Monitoring of HIV type 1 DNA load and drug resistance in peripheral blood mononuclear cells during suppressive antiretroviral therapy does not predict virologic failure.
AIDS RESEARCH AND HUMAN RETROVIRUSES(2012)
摘要
Our objective was to determine whether monitoring HIV-1 DNA concentration or new resistance mutations in peripheral blood mononuclear cells (PBMCs) during effective antiretroviral therapy (ART) predicts virologic failure. A retrospective analysis used blood specimens and clinical data from three nevirapine containing arms of a four-arm, open-label, randomized trial comparing ART regimens in HIV-1-infected children who had failed mono-or dual-nucleoside therapy. Sensitive assays compared cell-associated HIV-1 DNA concentrations and nevirapine (NVP) and lamivudine (3TC) resistance mutations in children with plasma HIV-1 RNA <400 copies(c)/ml who did or did not experience subsequent virologic failure.

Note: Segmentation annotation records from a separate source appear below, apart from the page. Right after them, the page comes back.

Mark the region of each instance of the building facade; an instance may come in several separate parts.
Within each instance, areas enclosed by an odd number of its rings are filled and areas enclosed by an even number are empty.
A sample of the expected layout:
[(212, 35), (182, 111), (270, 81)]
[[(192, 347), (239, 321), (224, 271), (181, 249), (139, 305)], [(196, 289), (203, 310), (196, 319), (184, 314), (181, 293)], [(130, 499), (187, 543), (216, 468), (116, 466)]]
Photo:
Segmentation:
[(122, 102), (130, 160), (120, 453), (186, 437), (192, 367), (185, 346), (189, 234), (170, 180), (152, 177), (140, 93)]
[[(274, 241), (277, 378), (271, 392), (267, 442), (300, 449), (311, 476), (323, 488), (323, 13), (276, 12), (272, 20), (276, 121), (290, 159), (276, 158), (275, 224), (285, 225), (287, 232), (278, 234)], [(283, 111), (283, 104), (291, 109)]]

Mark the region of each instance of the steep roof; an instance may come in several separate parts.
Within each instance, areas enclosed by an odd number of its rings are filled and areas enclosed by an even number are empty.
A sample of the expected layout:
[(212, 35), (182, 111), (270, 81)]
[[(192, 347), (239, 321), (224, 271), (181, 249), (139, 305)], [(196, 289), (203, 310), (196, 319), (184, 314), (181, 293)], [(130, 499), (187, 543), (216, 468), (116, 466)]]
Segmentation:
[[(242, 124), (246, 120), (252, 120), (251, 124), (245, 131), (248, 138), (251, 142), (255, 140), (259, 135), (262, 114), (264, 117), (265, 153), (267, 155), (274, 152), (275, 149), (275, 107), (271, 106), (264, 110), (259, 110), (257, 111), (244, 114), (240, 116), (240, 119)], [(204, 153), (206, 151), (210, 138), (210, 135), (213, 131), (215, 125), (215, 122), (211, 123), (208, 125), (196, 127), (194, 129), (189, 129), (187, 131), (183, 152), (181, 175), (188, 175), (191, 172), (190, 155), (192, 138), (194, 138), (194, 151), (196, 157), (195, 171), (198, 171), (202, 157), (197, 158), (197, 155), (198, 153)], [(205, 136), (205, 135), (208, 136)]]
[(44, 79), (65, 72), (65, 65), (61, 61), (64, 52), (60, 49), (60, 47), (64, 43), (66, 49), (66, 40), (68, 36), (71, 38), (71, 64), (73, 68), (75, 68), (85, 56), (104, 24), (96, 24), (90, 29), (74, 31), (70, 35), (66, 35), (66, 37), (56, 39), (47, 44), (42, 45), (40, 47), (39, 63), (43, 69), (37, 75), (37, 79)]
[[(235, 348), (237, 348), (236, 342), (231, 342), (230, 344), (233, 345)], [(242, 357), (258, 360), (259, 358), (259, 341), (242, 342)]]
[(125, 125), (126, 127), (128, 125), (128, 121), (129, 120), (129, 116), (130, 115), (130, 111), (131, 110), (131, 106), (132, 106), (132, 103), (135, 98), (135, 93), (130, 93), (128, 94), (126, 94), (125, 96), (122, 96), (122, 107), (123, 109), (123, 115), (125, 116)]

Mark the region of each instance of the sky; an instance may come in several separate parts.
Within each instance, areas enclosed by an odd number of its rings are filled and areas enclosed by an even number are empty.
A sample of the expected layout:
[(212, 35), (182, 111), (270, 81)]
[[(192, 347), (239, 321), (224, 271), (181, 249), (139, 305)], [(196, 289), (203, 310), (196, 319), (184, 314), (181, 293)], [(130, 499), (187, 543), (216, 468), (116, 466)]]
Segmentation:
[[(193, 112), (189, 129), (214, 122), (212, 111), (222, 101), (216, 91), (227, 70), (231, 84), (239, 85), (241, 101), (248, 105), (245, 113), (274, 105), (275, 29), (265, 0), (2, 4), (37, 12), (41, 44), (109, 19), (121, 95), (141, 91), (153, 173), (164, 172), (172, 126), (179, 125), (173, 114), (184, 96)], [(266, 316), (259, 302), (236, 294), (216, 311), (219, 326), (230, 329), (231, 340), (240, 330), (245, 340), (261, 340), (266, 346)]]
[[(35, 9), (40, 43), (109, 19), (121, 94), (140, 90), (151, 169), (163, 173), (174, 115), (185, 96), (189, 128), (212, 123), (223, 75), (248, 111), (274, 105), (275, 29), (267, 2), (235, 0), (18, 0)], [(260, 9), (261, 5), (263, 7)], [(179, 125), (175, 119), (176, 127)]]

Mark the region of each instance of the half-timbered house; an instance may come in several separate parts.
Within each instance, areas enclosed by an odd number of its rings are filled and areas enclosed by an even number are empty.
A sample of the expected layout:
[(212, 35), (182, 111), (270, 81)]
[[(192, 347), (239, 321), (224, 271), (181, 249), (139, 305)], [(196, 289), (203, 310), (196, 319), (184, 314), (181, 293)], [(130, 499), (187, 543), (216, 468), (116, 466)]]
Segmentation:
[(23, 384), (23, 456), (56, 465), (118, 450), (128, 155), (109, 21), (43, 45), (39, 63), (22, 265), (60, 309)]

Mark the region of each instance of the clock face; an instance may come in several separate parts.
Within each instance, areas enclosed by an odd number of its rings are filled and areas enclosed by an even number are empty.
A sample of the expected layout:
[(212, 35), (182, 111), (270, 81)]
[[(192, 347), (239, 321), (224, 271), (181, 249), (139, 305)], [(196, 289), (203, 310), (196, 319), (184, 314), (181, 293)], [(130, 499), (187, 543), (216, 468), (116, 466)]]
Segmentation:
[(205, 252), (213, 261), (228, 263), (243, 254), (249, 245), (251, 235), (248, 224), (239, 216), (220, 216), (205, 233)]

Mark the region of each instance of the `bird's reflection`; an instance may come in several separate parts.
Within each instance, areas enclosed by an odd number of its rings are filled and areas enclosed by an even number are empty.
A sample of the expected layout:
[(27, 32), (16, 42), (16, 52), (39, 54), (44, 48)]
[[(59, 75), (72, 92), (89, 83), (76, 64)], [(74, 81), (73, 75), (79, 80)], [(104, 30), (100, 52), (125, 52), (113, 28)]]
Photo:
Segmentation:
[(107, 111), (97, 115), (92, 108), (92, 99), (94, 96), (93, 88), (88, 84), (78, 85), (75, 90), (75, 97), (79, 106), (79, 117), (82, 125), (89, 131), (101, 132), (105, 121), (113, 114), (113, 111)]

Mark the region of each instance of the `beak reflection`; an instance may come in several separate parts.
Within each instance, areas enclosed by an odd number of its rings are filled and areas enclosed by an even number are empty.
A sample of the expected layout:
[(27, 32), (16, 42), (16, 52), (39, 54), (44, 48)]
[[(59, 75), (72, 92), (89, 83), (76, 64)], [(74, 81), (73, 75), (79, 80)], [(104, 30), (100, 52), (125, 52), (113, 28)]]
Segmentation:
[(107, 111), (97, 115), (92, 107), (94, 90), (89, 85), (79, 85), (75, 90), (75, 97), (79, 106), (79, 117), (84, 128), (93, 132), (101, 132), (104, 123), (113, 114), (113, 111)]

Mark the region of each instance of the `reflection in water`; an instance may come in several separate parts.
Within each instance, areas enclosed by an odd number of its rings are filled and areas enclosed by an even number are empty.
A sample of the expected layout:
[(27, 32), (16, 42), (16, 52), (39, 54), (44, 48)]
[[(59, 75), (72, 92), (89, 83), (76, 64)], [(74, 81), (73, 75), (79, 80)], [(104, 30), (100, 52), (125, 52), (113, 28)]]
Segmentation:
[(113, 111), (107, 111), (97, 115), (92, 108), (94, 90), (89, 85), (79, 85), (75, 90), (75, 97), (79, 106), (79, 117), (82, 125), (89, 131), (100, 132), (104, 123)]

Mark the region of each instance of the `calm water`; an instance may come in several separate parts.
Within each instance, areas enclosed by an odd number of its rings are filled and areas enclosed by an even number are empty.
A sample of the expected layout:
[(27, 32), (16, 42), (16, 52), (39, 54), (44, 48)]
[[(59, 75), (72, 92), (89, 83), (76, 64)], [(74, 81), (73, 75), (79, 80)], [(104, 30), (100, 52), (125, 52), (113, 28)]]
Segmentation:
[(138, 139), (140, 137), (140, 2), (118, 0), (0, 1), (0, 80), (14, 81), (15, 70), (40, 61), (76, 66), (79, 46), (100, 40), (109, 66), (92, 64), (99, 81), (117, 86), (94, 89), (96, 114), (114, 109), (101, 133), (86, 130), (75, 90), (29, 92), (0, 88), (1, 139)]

Forty-six children were analyzed through the last available follow-up specimen, collected at 48 (n = 16) or 96 (n = 30) weeks of ART. Thirty-five (76%) had sustained viral suppression and 11 (24%) had plasma viral rebound to 400 c/ml (virologic failure detected at a median of 36 weeks). HIV-1 DNA levels at baseline, 24, 48, and 96 weeks of ART were similar in children who did vs. did not experience virologic failure (p = 0.82). HIV-1 DNA levels did not increase prior to viral rebound. NVP resistance mutations were detected in 91% of subjects in the failure group vs. 3% in the suppressed group (p < 0.0001). Among nine evaluable children, NVP mutations were first detected prior to virologic failure in two (22%), at viral rebound in five (56%), and after failure in two (22%) children. HIV-1 DNA concentrations did not predict virologic failure in this cohort. New drug resistance mutations were detected in the PBMCs of a minority of virologically suppressed children who subsequently failed ART.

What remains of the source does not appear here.